One of Jeff’s commenters addresses something else about the infamous memos that had been bothering me: what the heck is an OETR?
As most lifetime civilians who have been following the Bush document story may have gathered, the military is a separate culture. It has its separate laws, separate customs and separate language(s). Indeed, subcultures exist within it. An Air Force person might not know the Army language and vice versa. And let’s not even discuss the inscrutable Navy lingo. For additional culture separation, there are countless separate policies and procedures that may apply to commissioned officers, but not to enlisted personnel. So—having been enlisted--when I saw the acronym OETR, I figured that it was some officer evaluation tool with which I wasn’t familiar. But Pax says that there's a deeper (snicker) reason that I'd never heard of the acronym:
I’m an active duty USAF Lt Col with 19 years in and wanted to add that the OETR/OER/OPR flap is likely just another nail in Dan Rather’s coffin. To clarify: OER (Officer Effectiveness Report...AF Form 707B--Company Grade Officers) was used to describe officer reports until 1988 (my last OER was dated May 88) The acronym OPR (Officer Performance Report, still AF Form 707B--Company Grade Officer) replaced the OER in 1988. Training reports (AF Form 475 since 1983, at least) are called Education/Training Reports and are used for either officers or enlisted personnel. There is no Officer Effectiveness Training Report (OETR) currently nor can I find any evidence that there ever has been. It’s quite likely that whoever concocted this document simply made the erroneous assumption that an Education/Training Report (E/TR or ETR) would have both an officer and enlisted version. Not a bad assumption since performance reports are different for officers and enlisted. It’s just that training reports aren’t!All of the colonel’s form information was found to be correct.

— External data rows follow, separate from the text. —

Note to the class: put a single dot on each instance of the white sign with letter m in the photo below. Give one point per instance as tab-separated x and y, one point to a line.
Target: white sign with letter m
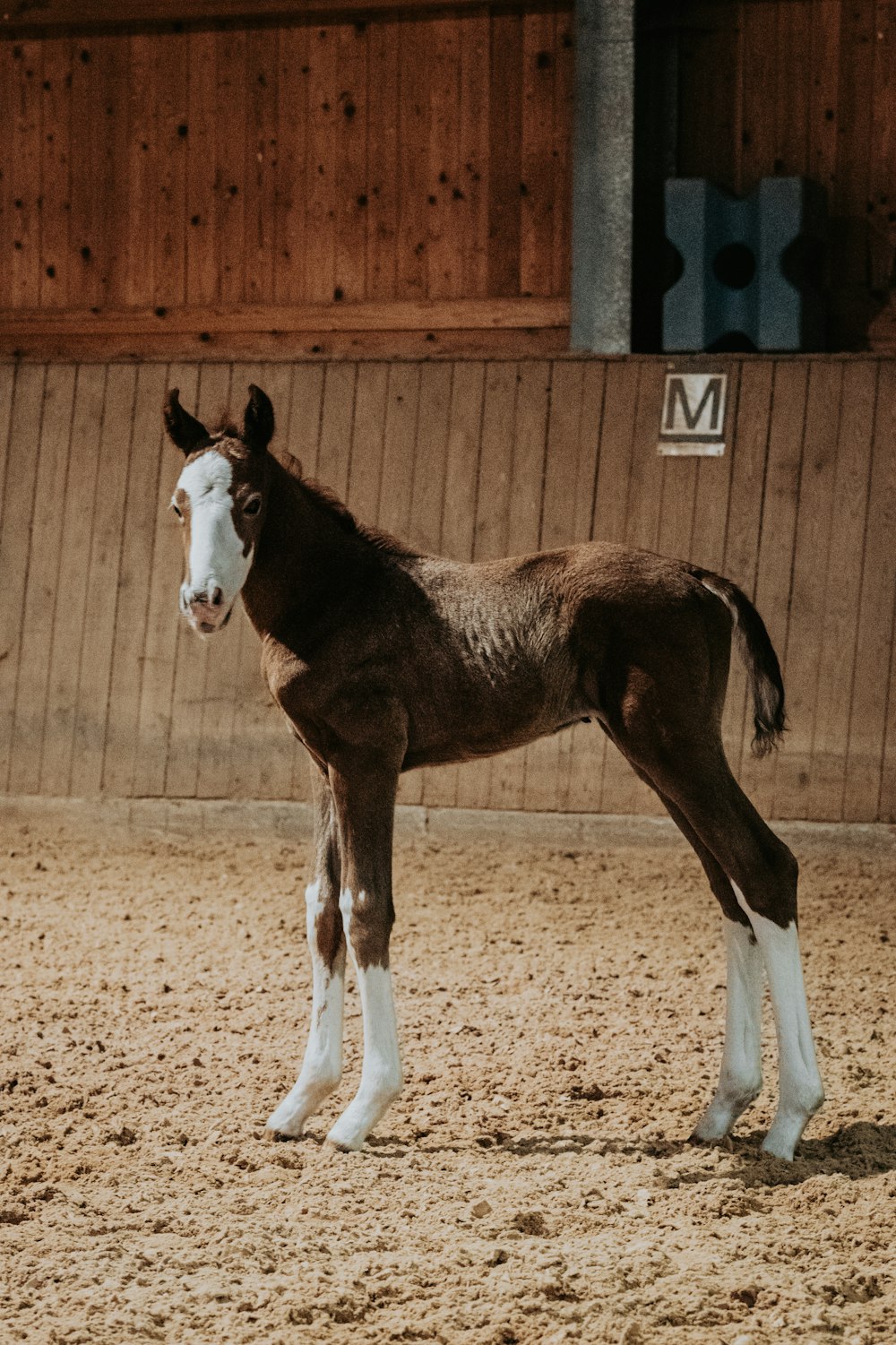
694	415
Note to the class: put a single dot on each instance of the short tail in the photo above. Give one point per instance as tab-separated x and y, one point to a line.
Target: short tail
759	658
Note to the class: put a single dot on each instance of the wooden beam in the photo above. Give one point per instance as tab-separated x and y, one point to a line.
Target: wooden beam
375	316
90	13
504	343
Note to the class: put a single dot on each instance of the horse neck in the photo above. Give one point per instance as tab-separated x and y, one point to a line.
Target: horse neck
305	557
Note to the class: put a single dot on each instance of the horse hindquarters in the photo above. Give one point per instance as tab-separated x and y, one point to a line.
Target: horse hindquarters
673	738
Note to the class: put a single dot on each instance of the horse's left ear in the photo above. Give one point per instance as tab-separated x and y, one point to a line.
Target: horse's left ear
183	429
257	424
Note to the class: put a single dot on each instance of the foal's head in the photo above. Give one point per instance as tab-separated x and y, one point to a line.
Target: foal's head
220	501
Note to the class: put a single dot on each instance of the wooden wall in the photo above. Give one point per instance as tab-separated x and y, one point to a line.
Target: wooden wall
737	91
177	187
104	689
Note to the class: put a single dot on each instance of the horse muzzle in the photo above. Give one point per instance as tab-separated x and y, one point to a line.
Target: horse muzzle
204	608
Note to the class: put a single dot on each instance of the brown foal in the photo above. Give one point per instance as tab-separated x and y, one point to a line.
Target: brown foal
383	660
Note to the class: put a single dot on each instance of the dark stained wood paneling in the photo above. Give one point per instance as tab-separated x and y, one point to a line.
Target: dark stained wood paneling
254	168
770	88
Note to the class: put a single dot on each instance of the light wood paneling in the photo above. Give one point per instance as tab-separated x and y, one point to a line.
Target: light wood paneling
102	689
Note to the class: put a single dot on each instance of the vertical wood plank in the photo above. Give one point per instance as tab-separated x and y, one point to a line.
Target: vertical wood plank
400	437
56	187
230	155
23	169
136	281
351	164
750	450
837	660
413	140
802	655
475	156
525	778
202	167
504	129
262	166
72	599
18	507
102	582
794	78
172	132
7	388
428	487
823	61
321	206
365	470
383	158
759	29
292	163
876	607
45	560
447	212
129	641
537	177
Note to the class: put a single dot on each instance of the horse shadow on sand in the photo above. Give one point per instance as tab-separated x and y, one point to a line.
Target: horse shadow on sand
856	1151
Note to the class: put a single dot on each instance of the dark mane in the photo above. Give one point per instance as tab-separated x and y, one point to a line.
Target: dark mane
323	496
223	428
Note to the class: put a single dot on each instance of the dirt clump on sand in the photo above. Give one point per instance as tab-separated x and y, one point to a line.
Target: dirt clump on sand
561	1017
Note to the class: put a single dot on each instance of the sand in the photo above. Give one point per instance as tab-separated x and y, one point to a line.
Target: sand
561	1014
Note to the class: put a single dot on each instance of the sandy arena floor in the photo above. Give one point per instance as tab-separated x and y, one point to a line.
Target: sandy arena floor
561	1014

One of the problems with the mainstream media’s fixation on both the Bush and Kerry service is that too few of them ever bothered to get their passports into the strange and different world of the military. As a matter of fact, they ignore the fact that a different culture even exists—the most significant problem here. (To acknowledge that it exists would mean that’d the MSM would have to admit their ignorance of it and why that ignorance exists: not because of simple life/career choices, but because many of them loath and look down upon the military.)
This is why they can’t predict which aspects of either man’s service will bother many veterans and which others will not. And this is why most can’t do a proper “translation” or “interpretation” of military documents and procedures. Imitation is most definitely out of the question, as we've seen in the past few days.
UPDATE: More from Allah (who's blogging like the deity he is).
UPDATE:Marty Johnson writes (here and at Allah's place):
"It [OETR] stands for Officer Education Transcript Repository. In other words, it's a place- NOT and evaluation or a course. (And it has been a place since 1956.)"
So I guess that General Staudt wanted LTC Killian to sugarcoat 1LT Bush's Officer Education Transcript Repository. That's a lot of sugar. (Groaning may commence.)